It was mottled dark red and blue, and Madara sucked in a pained hiss of air as Mito gently pressed the palm of her hand to it. “You’ve had worse,” Mito pointed out at her wince of pain, quietly amused. Tendrils of her chakra wove across Madara’s skin and sank below the surface, soothing like a balm.

Madara looked away and focused on the branches above them instead of returning Mito’s searching eyes. “I’m aware.” She could feel Mito’s small smile on her, and she shifted, a rising annoyance in her chest.

“You don’t have to like me,” Mito said. “But you could try sitting still so I can do this properly.”

She sounded like she was stifling a laugh, rather than being upset or annoyed. Madara couldn’t think of anything even remotely polite to say, so she made a noncommittal grunt instead, and Mito chuckled under her breath.

To her credit, Mito her pulled hand away quickly enough, dropping the edge of her shirt so that it covered the notably less blue bruise, so Madara couldn’t be too upset. Her next breath was easy, and her ribs only ached slightly as her lungs expanded.

Awkwardly, after a moment of quiet between them, Madara stiffly said, “Thank you.” Both Izuna and Hashirama would want her to be nice, so she would try it, at least for a little bit.

“Don’t bother,” Mito laughed. “You sound like you’re about to grind your teeth to dust,” and Madara decided that she liked Mito a little more than before.

* * *

The Hokage’s office was surprisingly uncomfortable, considering that it was the most important place in Konoha. A consequence of everything being made from wood jutsu, Madara reasoned, but the chairs seemed particularly awful after hours of sitting on them, and Madara felt like her spine might snap from being so stiff and sore.

It would probably help to take her armor off, but at this point, Madara felt committed, and she didn’t want to strip down to the dark robes she wore underneath much, either.

“What do you think about this?” Hashirama asked, waving a slip of paper covered in dark ink around. She sounded perfectly pleasant and at ease.
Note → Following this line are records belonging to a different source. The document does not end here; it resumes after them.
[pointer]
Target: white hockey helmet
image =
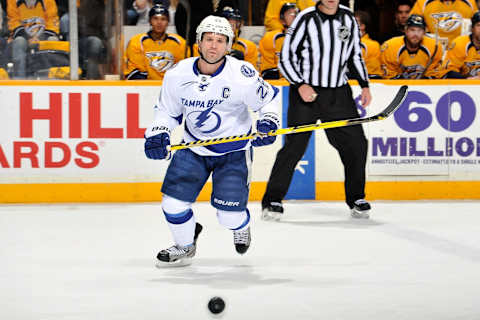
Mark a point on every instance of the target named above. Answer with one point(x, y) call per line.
point(218, 25)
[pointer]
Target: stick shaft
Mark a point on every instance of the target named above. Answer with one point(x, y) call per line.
point(397, 101)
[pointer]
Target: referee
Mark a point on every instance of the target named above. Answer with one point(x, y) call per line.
point(321, 44)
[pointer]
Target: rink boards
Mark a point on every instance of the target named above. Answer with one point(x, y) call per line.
point(64, 141)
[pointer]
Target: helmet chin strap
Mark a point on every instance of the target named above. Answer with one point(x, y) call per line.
point(201, 56)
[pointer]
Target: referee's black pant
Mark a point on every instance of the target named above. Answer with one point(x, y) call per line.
point(350, 142)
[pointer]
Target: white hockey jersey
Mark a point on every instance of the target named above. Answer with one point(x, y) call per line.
point(214, 106)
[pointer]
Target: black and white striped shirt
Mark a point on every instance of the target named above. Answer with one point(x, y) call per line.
point(319, 48)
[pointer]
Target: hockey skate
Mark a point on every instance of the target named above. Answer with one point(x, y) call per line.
point(272, 211)
point(241, 240)
point(360, 209)
point(177, 255)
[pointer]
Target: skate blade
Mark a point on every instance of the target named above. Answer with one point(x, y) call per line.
point(359, 214)
point(175, 264)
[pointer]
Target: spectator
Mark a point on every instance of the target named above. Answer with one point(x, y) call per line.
point(242, 49)
point(402, 11)
point(413, 56)
point(149, 55)
point(30, 21)
point(92, 38)
point(272, 14)
point(446, 17)
point(142, 7)
point(463, 57)
point(271, 44)
point(200, 8)
point(370, 48)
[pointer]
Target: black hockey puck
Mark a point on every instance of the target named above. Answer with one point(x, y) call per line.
point(216, 305)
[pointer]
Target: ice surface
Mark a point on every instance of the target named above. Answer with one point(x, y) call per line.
point(411, 260)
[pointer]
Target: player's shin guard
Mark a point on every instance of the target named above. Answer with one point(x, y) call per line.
point(185, 231)
point(238, 222)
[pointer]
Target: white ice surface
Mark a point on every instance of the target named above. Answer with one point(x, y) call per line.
point(411, 260)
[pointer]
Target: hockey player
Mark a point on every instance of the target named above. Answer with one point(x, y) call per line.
point(149, 55)
point(463, 56)
point(412, 56)
point(271, 43)
point(211, 93)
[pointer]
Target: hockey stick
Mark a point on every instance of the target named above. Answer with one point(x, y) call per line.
point(396, 102)
point(188, 10)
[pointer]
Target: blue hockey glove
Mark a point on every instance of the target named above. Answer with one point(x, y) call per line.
point(156, 146)
point(263, 127)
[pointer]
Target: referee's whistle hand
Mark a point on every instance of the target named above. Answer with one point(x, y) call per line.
point(366, 97)
point(307, 93)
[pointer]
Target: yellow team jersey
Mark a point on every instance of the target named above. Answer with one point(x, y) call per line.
point(43, 15)
point(149, 59)
point(398, 63)
point(371, 55)
point(448, 15)
point(272, 13)
point(246, 47)
point(270, 46)
point(463, 57)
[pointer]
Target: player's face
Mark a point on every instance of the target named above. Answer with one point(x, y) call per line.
point(414, 35)
point(213, 46)
point(289, 16)
point(402, 14)
point(476, 31)
point(361, 26)
point(159, 23)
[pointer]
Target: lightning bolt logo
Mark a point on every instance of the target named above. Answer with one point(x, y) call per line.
point(202, 117)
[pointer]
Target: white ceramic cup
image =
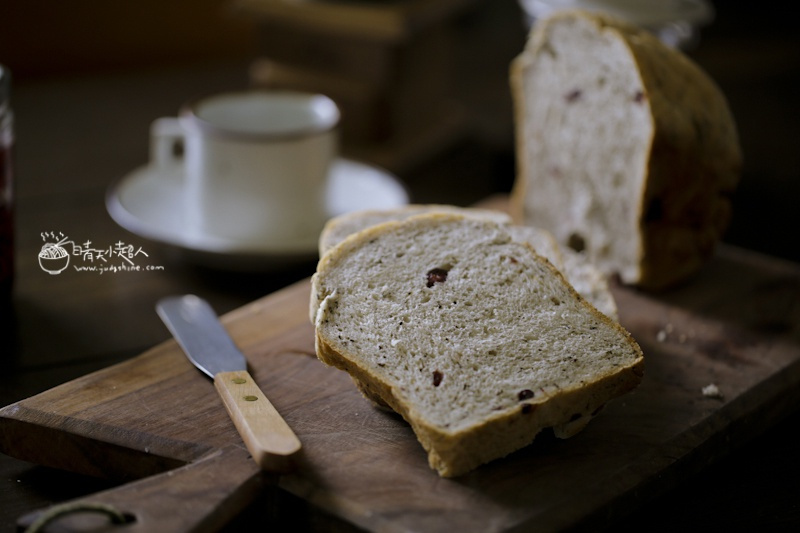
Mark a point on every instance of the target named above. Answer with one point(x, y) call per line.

Madara wondered, not for the first time, if Hashirama had made her own chair more comfortable than the other ones in the room.

They had been working for hours at this point, and the room was lit only by a few candles scattered around. Madara’s eyes hurt more than usual from the strain of reading in dim lighting; her mangekyo, even when it wasn’t activated, didn’t make it any easier.

“I can’t read it from here,” Madara said honestly, squinting at the paper. “Is that the one about Iwa’s proposed relations?”

Hashirama made a face in her general direction, a cross between annoyed and concerned, but she didn’t meet Madara’s eyes, instead looking just to the left of her. “Your eyesight is getting worse,” she said, and now she sounded pained and upset. “There must be something else we can do—” 

“No,” Madara said, sharply. “We both know how to fix my eyesight, and we’re not talking about it.” She sighed and ran a hand through her messy hair, a nervous habit she never quite got rid of. “Just—what is that about? I’m sure I read it earlier.”

Hashirama shifted, and she fixed her with an inscrutable stare that made Madara’s skin prickle uncomfortably. “No, it’s not the Iwa one. It’s about the new mission system,” she said after a long pause. “Izuna and Tobirama have been working on it.”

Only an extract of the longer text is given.